Star Ratings measure the inherent safety of a road’s infrastructure – that is, the degree to which built-in safety features prevent crashes from occurring and reduce the severity of those crashes which do occur. Each road is assigned a rating out of five stars, which tells us how safe the road is.
Safe Road Investment Plans (SRIP)
Once the Star Rating is assessed, AusRAP can develop Safer Roads Investment Plans (SRIPs). These plans draw on more than 50 countermeasures to generate costed road upgrade proposals which can prevent tens of thousands of fatalities and serious injuries over a 20-year period. The plans use estimates of reductions in fatalities and serious injuries to quantify safety benefits.
Only countermeasures with a benefit cost ratio (BCR) greater than one are considered by the SRIP, indicating a positive economic return on investing in road improvements. Implementing these plans would reduce the proportion of 1 and 2-star sections of national highway and prevent casualties on Australian roads each year.
Simple measures to prevent run-off-road, head-on and intersection crashes can save lives and reduce injuries from crashes on our roads.
Latest star rating results
In 2014, RACV assessed 2,885 kilometres of Victoria’s national highway network classified from one star (least safe) to five stars (most safe), just two per cent of the Victorian rural highway network achieved the maximum five star rating, with 24 per cent rated at less than three stars.
RACV believes that all existing sections of the National Highway Network should be upgraded to achieve a minimum AusRAP safety rating of three stars. Newly constructed sections of highway should achieve a safety rating of no less than four stars.
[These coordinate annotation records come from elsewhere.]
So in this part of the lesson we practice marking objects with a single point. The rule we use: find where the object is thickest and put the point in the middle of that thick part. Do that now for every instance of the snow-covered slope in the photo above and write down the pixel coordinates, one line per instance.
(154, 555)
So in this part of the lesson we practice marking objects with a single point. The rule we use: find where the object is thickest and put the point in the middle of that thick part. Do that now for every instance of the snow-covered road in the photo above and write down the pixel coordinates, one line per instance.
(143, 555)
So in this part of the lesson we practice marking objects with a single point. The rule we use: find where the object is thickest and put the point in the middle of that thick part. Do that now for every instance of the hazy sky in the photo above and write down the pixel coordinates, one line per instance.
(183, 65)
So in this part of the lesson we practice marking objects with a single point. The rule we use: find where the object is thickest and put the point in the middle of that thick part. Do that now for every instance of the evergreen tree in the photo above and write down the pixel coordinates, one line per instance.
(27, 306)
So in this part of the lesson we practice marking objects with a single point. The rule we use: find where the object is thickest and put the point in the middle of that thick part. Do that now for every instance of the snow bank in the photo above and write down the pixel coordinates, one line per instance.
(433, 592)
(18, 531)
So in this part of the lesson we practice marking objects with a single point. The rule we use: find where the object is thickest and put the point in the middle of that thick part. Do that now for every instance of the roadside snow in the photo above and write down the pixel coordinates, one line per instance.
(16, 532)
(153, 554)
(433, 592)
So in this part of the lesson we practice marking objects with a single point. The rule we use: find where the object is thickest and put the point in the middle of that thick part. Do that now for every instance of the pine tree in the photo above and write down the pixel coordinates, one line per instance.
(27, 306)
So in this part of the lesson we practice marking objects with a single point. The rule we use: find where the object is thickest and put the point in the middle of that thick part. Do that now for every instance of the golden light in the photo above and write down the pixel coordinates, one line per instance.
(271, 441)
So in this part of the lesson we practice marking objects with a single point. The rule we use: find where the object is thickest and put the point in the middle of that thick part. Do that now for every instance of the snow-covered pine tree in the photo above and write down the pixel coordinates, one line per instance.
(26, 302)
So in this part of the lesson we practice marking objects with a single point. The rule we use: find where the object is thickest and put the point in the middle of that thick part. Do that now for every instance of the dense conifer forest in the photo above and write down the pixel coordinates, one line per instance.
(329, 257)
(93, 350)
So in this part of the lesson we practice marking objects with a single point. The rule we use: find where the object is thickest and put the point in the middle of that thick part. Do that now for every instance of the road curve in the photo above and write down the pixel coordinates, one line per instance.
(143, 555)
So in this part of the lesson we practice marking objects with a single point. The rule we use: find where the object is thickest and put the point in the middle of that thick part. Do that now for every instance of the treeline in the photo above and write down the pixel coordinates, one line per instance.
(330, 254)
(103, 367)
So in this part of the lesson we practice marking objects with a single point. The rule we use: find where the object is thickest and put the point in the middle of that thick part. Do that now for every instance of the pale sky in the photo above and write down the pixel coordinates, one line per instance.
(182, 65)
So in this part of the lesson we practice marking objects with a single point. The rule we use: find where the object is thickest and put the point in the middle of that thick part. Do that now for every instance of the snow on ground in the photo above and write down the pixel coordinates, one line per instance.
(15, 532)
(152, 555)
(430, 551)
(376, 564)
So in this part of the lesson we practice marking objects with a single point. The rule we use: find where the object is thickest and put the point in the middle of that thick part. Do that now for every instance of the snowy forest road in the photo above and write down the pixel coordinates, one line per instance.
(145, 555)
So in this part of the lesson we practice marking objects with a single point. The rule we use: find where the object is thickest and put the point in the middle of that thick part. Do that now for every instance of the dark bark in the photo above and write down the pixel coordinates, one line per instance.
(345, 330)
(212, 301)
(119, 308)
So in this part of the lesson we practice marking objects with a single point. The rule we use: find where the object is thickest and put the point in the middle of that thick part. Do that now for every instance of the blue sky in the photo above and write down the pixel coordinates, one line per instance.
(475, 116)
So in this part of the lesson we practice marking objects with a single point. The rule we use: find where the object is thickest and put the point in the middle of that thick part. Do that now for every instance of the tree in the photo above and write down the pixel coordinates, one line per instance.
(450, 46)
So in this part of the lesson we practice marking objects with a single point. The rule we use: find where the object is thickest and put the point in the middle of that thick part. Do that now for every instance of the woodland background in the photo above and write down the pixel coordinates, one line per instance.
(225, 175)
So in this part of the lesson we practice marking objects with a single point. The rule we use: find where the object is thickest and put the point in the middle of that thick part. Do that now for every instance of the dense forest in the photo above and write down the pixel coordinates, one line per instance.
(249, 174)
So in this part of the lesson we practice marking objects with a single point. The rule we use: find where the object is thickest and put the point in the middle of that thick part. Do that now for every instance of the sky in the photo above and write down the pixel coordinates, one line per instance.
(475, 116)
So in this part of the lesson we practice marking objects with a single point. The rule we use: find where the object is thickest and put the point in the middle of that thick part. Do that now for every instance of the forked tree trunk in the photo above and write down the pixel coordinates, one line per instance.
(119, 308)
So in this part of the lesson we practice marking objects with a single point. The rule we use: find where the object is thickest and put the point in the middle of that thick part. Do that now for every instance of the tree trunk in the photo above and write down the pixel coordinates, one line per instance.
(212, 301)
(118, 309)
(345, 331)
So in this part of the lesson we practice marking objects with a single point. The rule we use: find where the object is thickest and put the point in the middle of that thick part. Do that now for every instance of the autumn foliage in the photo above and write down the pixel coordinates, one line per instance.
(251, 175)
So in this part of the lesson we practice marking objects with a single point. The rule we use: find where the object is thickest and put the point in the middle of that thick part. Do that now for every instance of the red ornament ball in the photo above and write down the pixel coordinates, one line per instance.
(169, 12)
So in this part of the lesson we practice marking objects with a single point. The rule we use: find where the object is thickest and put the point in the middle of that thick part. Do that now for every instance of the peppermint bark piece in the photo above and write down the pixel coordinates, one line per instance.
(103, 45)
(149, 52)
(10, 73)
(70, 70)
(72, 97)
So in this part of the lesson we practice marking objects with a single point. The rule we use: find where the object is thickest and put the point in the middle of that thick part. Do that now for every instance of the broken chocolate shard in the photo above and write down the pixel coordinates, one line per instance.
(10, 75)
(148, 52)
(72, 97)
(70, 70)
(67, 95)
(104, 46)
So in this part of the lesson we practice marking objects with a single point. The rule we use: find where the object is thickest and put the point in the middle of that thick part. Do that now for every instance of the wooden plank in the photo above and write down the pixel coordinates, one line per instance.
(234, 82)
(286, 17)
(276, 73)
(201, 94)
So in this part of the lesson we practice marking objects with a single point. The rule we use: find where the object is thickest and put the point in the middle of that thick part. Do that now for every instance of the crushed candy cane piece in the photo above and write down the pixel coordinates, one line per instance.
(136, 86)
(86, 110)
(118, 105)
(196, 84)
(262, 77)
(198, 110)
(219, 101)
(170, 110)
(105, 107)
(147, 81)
RACV has called on the State and Federal Governments to make a commitment to upgrade 1 and 2-star sections of rural highway to a 3-star minimum AusRAP standard commencing with the Calder Hwy north of Bendigo, the Western Hwy west of Stawell, the Princes Hwy West west of Colac and the Princes Hwy East east of Sale.
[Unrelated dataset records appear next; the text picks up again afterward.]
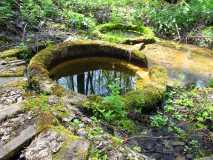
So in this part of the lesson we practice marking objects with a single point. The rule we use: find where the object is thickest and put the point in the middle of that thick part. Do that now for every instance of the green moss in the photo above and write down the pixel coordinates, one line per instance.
(210, 83)
(58, 90)
(11, 52)
(15, 72)
(121, 33)
(48, 58)
(68, 139)
(19, 84)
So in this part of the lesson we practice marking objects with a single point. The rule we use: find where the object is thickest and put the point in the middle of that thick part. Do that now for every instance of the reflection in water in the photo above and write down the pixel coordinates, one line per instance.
(185, 65)
(97, 81)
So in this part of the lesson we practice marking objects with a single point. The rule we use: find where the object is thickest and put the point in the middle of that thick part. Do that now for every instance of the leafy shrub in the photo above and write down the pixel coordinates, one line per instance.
(35, 11)
(171, 20)
(110, 108)
(210, 83)
(159, 120)
(6, 11)
(78, 21)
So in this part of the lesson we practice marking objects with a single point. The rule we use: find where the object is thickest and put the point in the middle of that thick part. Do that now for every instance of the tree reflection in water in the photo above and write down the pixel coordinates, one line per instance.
(97, 82)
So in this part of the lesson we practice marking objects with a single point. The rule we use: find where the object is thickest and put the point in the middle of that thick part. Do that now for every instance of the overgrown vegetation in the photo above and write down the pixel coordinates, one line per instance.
(168, 20)
(110, 108)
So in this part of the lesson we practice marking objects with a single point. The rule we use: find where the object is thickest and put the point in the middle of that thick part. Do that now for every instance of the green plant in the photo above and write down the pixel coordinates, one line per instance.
(110, 108)
(210, 83)
(35, 11)
(6, 11)
(159, 120)
(79, 21)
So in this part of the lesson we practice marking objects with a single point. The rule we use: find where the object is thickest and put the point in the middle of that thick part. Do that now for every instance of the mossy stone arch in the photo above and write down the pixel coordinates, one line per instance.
(142, 34)
(45, 60)
(150, 89)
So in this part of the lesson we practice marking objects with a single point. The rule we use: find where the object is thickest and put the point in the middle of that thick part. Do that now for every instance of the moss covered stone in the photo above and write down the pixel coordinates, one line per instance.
(17, 71)
(11, 52)
(45, 60)
(126, 34)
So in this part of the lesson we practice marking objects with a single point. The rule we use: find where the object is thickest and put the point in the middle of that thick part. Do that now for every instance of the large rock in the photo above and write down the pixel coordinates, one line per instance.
(44, 146)
(15, 145)
(78, 150)
(41, 64)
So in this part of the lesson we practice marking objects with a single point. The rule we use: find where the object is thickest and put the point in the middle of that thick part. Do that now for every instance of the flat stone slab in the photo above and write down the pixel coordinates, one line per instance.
(14, 146)
(78, 150)
(9, 111)
(5, 80)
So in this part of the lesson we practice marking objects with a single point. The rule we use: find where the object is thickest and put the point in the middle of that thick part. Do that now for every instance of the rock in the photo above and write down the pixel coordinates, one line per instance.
(44, 146)
(9, 111)
(78, 150)
(15, 145)
(81, 132)
(86, 120)
(178, 143)
(52, 100)
(10, 95)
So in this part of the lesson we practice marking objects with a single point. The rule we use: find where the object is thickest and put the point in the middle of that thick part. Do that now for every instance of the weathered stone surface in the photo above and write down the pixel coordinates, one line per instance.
(11, 127)
(15, 145)
(10, 95)
(44, 146)
(78, 150)
(9, 111)
(45, 60)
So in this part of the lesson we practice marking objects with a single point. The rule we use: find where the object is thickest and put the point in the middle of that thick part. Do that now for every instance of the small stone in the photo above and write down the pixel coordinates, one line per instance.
(43, 146)
(78, 150)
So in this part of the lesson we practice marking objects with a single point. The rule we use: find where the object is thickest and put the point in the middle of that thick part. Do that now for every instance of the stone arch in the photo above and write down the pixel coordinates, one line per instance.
(42, 62)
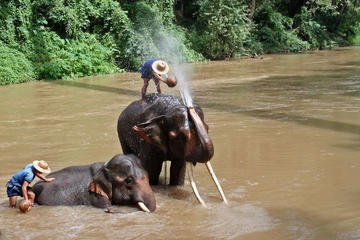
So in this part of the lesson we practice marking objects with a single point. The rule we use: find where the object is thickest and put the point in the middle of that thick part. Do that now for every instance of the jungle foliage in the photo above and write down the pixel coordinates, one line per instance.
(52, 39)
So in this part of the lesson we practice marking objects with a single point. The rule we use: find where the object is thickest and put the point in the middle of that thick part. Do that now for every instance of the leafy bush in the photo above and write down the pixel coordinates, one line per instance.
(72, 58)
(14, 66)
(222, 28)
(275, 31)
(310, 30)
(152, 38)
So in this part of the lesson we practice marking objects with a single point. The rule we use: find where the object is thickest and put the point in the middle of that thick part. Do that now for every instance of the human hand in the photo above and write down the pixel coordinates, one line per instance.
(50, 179)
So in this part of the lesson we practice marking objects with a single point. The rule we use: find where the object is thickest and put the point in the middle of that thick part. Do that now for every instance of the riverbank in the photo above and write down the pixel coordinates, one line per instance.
(73, 39)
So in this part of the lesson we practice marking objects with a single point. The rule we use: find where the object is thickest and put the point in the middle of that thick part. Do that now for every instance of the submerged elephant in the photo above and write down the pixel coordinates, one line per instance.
(119, 181)
(164, 129)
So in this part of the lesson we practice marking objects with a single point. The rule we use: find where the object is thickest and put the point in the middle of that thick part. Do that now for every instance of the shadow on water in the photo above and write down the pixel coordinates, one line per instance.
(96, 87)
(271, 115)
(258, 113)
(299, 224)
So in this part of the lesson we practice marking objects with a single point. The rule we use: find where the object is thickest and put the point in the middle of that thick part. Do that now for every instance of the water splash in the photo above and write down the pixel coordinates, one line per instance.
(181, 73)
(171, 47)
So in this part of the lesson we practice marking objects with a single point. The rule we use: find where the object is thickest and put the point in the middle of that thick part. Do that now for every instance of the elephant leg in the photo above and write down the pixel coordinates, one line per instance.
(152, 162)
(177, 172)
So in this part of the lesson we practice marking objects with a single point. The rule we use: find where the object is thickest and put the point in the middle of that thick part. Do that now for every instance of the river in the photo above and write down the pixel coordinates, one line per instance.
(286, 132)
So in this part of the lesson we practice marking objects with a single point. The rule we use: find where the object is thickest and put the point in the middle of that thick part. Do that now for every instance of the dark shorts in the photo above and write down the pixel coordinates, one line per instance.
(13, 190)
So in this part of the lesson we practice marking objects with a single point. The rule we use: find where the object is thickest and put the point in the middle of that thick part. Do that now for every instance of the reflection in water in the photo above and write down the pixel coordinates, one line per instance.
(287, 146)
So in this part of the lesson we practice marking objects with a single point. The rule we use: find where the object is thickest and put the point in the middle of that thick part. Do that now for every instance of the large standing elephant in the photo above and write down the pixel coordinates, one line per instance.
(164, 130)
(122, 180)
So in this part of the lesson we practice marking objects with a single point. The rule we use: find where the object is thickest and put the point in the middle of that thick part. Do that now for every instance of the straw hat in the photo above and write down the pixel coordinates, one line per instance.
(41, 166)
(171, 81)
(160, 67)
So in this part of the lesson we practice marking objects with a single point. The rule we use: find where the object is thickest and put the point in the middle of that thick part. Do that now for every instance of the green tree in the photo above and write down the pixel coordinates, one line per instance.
(222, 27)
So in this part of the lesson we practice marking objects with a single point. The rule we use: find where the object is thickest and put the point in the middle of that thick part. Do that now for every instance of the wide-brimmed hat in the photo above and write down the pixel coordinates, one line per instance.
(41, 166)
(160, 67)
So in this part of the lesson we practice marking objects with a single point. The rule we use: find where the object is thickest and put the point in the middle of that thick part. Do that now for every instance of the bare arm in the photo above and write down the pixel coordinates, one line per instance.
(159, 77)
(39, 175)
(24, 190)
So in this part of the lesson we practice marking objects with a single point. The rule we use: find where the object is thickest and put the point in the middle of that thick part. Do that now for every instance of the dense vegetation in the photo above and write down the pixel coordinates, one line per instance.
(52, 39)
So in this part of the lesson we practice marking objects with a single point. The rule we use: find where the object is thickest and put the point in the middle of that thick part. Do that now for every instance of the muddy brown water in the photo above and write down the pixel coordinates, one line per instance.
(286, 131)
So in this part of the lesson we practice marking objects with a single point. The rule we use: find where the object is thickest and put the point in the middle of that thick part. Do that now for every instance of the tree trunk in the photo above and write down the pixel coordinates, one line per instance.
(252, 9)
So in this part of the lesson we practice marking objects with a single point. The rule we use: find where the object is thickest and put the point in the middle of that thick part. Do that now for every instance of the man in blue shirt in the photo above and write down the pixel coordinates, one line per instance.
(153, 69)
(19, 183)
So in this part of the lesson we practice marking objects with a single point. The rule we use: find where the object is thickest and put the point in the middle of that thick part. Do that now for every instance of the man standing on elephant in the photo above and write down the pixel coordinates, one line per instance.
(19, 183)
(153, 69)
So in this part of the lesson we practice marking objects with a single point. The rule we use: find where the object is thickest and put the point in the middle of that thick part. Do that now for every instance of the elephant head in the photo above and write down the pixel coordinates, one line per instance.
(122, 180)
(181, 133)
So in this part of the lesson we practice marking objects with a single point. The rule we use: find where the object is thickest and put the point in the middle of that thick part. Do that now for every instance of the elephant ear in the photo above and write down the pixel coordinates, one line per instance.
(152, 132)
(101, 185)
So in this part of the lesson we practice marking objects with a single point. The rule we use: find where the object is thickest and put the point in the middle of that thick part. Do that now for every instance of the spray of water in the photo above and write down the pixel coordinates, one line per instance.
(171, 48)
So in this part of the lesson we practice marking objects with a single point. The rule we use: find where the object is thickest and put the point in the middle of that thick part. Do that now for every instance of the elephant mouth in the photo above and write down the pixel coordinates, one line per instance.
(214, 178)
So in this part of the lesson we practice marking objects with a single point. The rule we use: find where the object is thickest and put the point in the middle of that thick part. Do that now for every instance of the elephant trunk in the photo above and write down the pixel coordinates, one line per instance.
(144, 196)
(206, 143)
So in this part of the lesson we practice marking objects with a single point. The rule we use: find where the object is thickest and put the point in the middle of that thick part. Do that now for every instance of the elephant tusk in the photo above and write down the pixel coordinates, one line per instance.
(143, 207)
(213, 176)
(193, 185)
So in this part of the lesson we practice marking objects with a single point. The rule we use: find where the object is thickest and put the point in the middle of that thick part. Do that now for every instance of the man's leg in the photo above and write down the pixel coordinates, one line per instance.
(31, 196)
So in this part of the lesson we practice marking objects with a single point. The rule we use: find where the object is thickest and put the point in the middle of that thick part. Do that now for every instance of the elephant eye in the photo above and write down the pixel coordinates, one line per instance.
(129, 181)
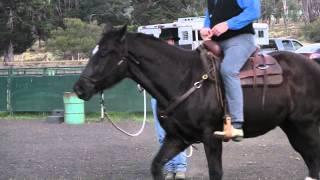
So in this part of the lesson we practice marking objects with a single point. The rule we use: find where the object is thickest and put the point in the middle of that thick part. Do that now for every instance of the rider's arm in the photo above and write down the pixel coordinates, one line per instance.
(251, 12)
(206, 19)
RACV also calls on the State and Federal Governments to commit to funding the completion of duplications to at least a 4-star AusRAP standard commencing with the Western Highway from Ballarat to Stawell, including a bypass of Beaufort, the Princes Hwy West from Geelong to Colac, the Princes Hwy East from Traralgon to Sale, and construction of the Shepparton Bypass.
We have calculated that an investment of approximately $580 million would achieve the minimum three star standard on Victoria’s major highways saving at least 2,800 people from serious injury or death on these roads over the next 20 years.